Created 06-22-2017 10:41 PM
When I submit a spark job to the cluster it failed and gives me the following error in the log file:
Caused by: java.io.IOException: Failed to connect to /0.0.0.0:35994 at org.apache.spark.network.client.TransportClientFactory.createClient(TransportClientFactory.java:232) at org.apache.spark.network.client.TransportClientFactory.createClient(TransportClientFactory.java:182) at org.apache.spark.rpc.netty.NettyRpcEnv.createClient(NettyRpcEnv.scala:197) at org.apache.spark.rpc.netty.Outbox$anon$1.call(Outbox.scala:194) at org.apache.spark.rpc.netty.Outbox$anon$1.call(Outbox.scala:190) at java.util.concurrent.FutureTask.run(FutureTask.java:266) at java.util.concurrent.ThreadPoolExecutor.runWorker(ThreadPoolExecutor.java:1142) at java.util.concurrent.ThreadPoolExecutor$Worker.run(ThreadPoolExecutor.java:617) at java.lang.Thread.run(Thread.java:745)
Which I guess means it failed to connect to the driver. I tried to increase "spark.yarn.executor.memoryOverhead" parameter but it doesn't work.
This is the submit command I use:
/bin/spark-submit --class example.Hello --jars ... --master yarn --deploy-mode cluster --supervise --conf spark.yarn.driver.memoryOverhead=1024 ...(jar file path)

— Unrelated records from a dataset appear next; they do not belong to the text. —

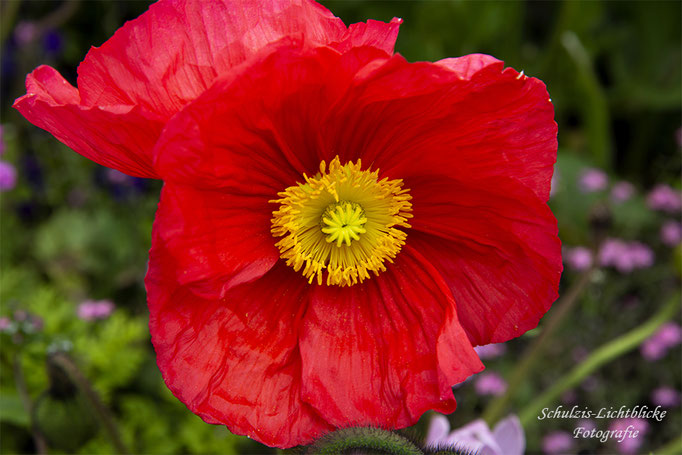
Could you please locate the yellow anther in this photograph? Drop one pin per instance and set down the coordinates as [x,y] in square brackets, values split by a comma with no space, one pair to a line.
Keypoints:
[343,223]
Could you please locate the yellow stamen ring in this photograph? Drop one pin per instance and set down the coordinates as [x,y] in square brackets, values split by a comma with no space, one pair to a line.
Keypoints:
[343,222]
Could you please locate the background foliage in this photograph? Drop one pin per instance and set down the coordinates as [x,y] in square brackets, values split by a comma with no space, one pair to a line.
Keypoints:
[73,231]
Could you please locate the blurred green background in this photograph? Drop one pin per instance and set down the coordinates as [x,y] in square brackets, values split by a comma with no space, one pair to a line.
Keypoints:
[74,233]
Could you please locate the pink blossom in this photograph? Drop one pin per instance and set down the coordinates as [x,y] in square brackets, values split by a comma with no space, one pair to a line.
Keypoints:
[633,434]
[2,140]
[592,180]
[490,384]
[506,439]
[92,310]
[656,346]
[671,233]
[666,397]
[664,198]
[557,442]
[625,256]
[8,176]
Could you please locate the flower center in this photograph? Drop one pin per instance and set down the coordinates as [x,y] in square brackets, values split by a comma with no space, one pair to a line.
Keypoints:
[343,223]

I am using HDP-2.6.1.0 and spark 2.1.1
Created 06-23-2017 04:02 AM
Hi Tariq, can you confirm that the cluster is running. Also what happens when you attempt to run in local mode? (by changing the --master and --deploy-mode parameters).
Created 06-23-2017 03:21 PM
Thank you for responding Mark. Ambari does not show any alerts regarding spark. Is there any other way to make sure the cluster is running. Also I run it in local mode like this:
/bin/spark-submit --class example.Hello --jars ... --master local --supervise --conf spark.yarn.driver.memoryOverhead=1024
and it ran without any problems.
Created 06-23-2017 04:08 PM
In Ambari dashboard, Spark or Spark2 should show on the list of services installed on the left. Click on these links to see status of servers. If there are no links to Spark or Spark2, then it may not be installed. Click on "add services" link on the bottom left to see if Spark and/or Spark2 is selectable for install.

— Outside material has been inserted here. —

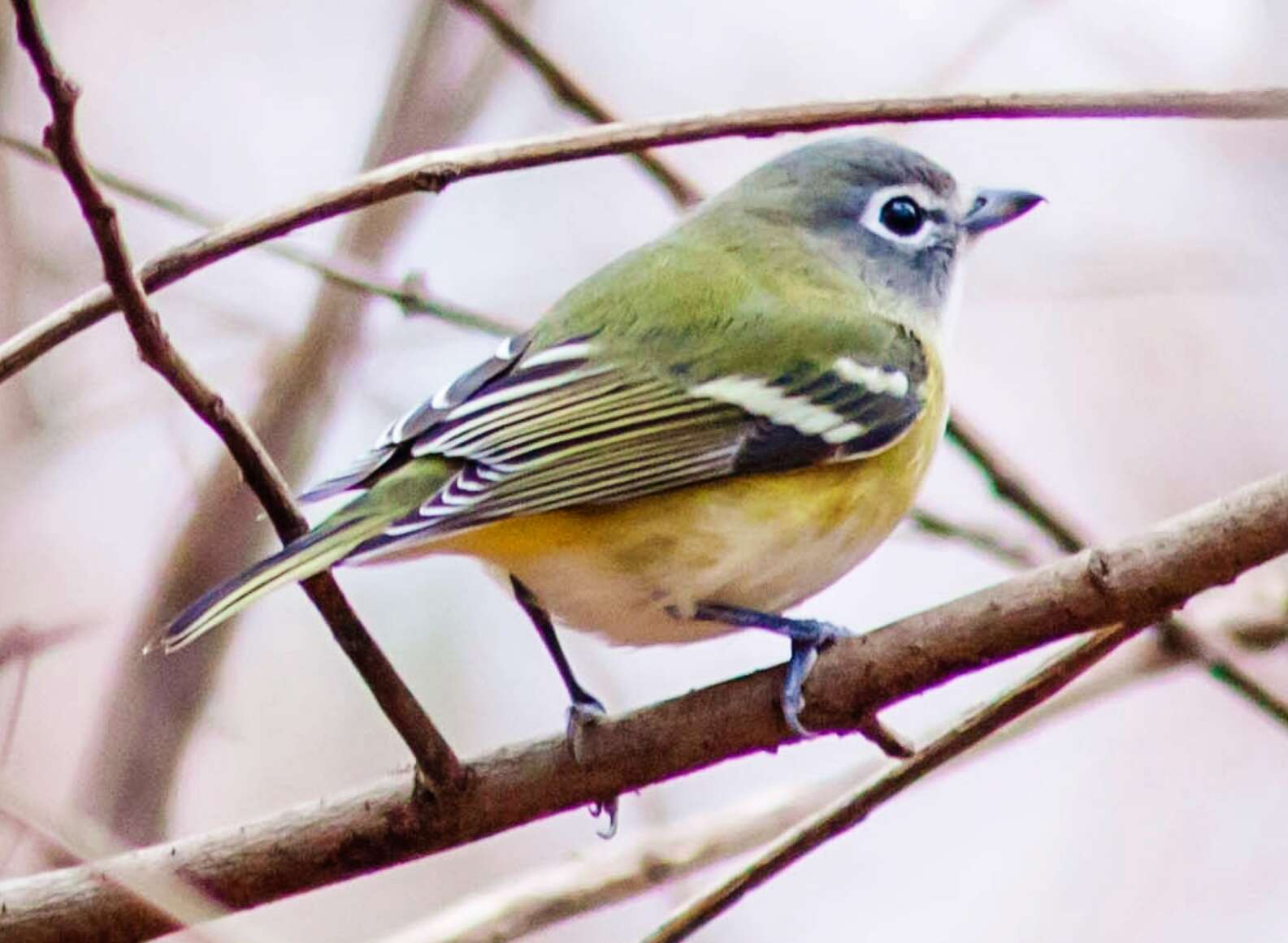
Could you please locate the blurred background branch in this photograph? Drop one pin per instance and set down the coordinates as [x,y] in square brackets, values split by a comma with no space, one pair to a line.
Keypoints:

Created on 06-23-2017 10:56 PM - edited 08-17-2019 06:44 PM
Yes. I checked that in Ambari and Spark is installed. Here is a screen shot:
Created 06-23-2017 07:26 PM
Hi Tariq, Please check if any hardware firewall / software firewall(iptables) is present in b/w client node and worker node . you can test the connectivity by below.
On server end(where driver runs):-
nc -l 35994
On client end(where worker runs):-
nc -vz <server-ip> 35994
Created 06-23-2017 11:04 PM
I am not able to do that since the driver port change randomly on each job submit. Can I fix the port value?

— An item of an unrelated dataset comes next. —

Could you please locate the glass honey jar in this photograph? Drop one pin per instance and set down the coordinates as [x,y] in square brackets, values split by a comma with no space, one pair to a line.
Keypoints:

Also, since the client is connecting to the driver on the local API I don't think a firewall is the problem. right?
Created 06-24-2017 03:26 AM
Set SPARK_MASTER_PORT = 35994 in spark-env.sh , and restart the spark . If you are not able to pass the port test with sample port , then it is the filrewall issue. what is the o/p of the test.
On server end(where driver runs):- nc -l 35994 On client end(where worker runs):- nc -vz <server-ip> 35994
Created 06-25-2017 06:26 PM
thanks for your reply Kalai.
In my submit command I am using spark in yarn mode (--master yarn) not stand alone mode so I do not think it will use this configuration.
Also as far as I understand this sets the master node in stand alone mode and has nothing to do with the driver port.
Anyway to confirm that I tried to make the changes you metioned and it still ran on random ports.
Created 06-30-2017 11:05 AM
Can you check if the firewall is blocking the ports?